Speaking in the conference, Member of National Assembly (MNA) Mohsin Dawar said, “Pakistan still has to sign the 1957 refugee convention. Nobody knows what to do with so many refugees. People who are still outside of the cities do not know what to do and how to get themselves registered with the Pakistani government.” He criticized the citizenship laws and said, “According to the law a Pakistani man can marry any foreigner and the lady will get the nationality and citizenship of the country, on the other hand, if a Pakistani woman marries a foreigner, that guy cannot have our nationality. I have also discussed this with Human Rights Minister Shireen Mazari and asked her why she is not talking on this law.”

Orzala Nemat, an academic and founder of the women and youth leadership forum, joined the session from Afghanistan through Zoom and said, “We are in a very challenging situation. I am glad that the issue of refugees is a part of this conference. Restrictions on Afghans who are trying to cross the borders in this new situation are very disturbing. The people of Pakistan have always opened their houses and been very welcoming. Whenever there is a humanitarian crisis, the first thing the neighboring countries do is close their borders.” She said 38 million Afghans were paying the price of mistakes of the whole world right now.

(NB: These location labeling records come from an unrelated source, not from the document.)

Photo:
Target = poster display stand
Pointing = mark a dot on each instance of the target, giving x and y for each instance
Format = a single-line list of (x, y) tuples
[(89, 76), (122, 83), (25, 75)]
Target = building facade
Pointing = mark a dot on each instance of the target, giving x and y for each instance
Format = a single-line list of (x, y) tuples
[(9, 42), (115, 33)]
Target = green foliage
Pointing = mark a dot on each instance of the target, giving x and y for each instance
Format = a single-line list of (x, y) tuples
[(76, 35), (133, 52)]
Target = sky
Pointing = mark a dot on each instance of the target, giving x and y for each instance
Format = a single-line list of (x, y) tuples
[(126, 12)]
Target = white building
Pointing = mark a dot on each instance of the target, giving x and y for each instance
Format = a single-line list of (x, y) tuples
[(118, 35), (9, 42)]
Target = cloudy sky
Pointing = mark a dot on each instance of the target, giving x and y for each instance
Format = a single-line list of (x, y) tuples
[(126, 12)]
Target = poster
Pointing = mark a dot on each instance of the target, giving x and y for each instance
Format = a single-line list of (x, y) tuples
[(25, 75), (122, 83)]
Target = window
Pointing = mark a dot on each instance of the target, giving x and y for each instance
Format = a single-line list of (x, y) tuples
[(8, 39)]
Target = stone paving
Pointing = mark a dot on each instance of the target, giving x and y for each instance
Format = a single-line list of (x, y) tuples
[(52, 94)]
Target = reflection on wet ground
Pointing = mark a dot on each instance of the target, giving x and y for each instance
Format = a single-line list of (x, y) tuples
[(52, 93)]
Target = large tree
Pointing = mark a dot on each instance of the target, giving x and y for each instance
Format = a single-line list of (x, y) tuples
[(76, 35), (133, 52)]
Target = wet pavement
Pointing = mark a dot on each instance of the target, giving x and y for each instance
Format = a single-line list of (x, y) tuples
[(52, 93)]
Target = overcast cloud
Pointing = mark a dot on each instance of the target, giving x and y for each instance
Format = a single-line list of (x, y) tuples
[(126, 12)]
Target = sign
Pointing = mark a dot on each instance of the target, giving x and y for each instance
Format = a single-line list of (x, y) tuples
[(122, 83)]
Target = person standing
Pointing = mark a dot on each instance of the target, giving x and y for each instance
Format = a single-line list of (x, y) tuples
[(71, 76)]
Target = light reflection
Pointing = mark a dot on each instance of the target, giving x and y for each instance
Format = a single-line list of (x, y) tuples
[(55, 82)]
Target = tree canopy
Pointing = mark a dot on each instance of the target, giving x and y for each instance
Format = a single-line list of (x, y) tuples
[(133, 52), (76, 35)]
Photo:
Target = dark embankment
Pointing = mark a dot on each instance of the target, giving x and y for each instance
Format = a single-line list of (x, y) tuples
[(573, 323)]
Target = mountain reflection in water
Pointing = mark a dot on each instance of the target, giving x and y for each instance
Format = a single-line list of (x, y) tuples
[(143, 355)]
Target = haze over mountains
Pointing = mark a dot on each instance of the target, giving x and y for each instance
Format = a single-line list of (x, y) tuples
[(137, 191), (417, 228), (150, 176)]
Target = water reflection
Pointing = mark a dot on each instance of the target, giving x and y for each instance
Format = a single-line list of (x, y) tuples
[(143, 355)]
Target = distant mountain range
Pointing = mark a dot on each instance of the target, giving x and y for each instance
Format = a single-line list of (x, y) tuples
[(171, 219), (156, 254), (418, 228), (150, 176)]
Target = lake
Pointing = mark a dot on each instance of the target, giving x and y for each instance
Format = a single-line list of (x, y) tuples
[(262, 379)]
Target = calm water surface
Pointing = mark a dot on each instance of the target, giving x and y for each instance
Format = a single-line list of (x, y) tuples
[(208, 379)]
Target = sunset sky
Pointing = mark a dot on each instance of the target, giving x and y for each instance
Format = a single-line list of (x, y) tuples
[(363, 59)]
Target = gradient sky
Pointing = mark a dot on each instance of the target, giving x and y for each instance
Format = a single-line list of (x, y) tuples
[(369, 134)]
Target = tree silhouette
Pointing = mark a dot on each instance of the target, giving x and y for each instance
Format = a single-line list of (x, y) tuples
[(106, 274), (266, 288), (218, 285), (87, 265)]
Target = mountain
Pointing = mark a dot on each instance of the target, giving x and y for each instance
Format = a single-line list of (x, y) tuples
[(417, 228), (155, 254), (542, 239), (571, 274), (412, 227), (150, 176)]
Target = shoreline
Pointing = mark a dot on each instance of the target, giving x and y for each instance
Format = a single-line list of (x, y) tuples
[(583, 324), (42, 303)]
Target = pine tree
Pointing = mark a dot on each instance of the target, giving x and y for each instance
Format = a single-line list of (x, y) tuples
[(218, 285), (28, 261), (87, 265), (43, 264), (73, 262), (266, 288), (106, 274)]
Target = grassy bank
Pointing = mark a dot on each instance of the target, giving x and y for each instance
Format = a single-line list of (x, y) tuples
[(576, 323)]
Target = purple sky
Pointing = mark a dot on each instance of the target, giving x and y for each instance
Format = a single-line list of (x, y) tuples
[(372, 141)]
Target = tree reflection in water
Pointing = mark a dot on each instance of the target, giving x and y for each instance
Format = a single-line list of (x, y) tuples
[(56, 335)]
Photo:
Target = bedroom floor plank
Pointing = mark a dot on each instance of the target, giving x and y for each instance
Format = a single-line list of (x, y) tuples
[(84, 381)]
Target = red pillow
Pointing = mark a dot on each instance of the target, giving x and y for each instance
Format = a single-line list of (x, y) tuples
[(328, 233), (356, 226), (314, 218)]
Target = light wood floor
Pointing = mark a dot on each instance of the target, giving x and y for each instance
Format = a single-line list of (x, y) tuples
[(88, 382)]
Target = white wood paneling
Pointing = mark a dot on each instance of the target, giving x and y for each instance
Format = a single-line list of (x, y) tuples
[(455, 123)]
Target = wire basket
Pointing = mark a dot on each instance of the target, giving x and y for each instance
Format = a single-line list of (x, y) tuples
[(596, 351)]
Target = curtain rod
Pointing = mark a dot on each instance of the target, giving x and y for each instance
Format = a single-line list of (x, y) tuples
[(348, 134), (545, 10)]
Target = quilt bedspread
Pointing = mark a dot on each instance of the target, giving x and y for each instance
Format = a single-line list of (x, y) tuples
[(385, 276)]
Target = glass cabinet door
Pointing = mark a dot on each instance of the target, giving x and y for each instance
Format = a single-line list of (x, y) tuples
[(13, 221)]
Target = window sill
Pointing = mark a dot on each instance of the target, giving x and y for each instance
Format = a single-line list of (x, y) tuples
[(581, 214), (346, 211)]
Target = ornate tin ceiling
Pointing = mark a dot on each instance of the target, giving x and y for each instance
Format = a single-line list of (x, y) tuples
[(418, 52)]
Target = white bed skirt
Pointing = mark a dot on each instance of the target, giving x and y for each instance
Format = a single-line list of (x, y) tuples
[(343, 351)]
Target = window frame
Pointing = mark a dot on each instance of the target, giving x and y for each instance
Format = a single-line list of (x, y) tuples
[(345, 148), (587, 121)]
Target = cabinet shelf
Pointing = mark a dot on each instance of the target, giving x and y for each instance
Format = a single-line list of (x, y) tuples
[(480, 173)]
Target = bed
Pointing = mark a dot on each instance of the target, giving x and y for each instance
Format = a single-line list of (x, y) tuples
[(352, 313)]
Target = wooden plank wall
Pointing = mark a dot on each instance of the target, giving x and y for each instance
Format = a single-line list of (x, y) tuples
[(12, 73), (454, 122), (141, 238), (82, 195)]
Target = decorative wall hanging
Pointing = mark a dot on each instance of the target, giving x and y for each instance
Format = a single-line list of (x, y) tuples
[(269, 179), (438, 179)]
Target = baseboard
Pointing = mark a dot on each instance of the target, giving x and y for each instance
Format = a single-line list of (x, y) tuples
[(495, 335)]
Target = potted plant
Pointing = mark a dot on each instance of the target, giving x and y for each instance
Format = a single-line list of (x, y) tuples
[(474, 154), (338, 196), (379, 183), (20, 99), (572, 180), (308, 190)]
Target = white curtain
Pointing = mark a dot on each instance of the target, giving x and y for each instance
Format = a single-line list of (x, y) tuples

Regional Peace and Security Issues consultant and United Nations Development Programme (UNDP) Preventing Violent Extremism (PVE) Expert Simbal Khan said, “Ninety-five percent of Afghanistan’s budget comes from aid and we have to understand their situation. There are 92 points in Balochistan from where people are still traveling illegally. We have to develop some mechanism to save people.”

In another session moderated by Supreme Court advocate Salman Akram Raja, panelists discussed the problems of small provinces. The session was titled ‘Challenges to restoring democracy in Pakistan, woes of smaller provinces’.

Raja said, “It is high time that the government start addressing the issues of all the provinces who have been neglected throughout.”

Pashtun Tahafuz Movement President Manzoor Pashteen said, “Seventy-thousand people have been martyred in the war against terror. When one person dies, his whole family dies with him.” He added that the government should sit with them on the table and hear their grievances.

National Party President and former Balochistan chief minister Dr. Abdul Malik Baloch said, “There is a power in this country which thinks that it is superior to judiciary, parliament and everything else. Respecting people’s choice in the country is the backbone for democracy.”

Moreover, Pakistan Peoples Party (PPP) Senator Taj Haider, former Awami National Party senator Afrasiab Khattak, Qomi Awami Tehreek President and human rights lawyer Ayaz Latif Palejo, and activist from Gilgit-Baltistan, Baba Jan, also spoke during the session.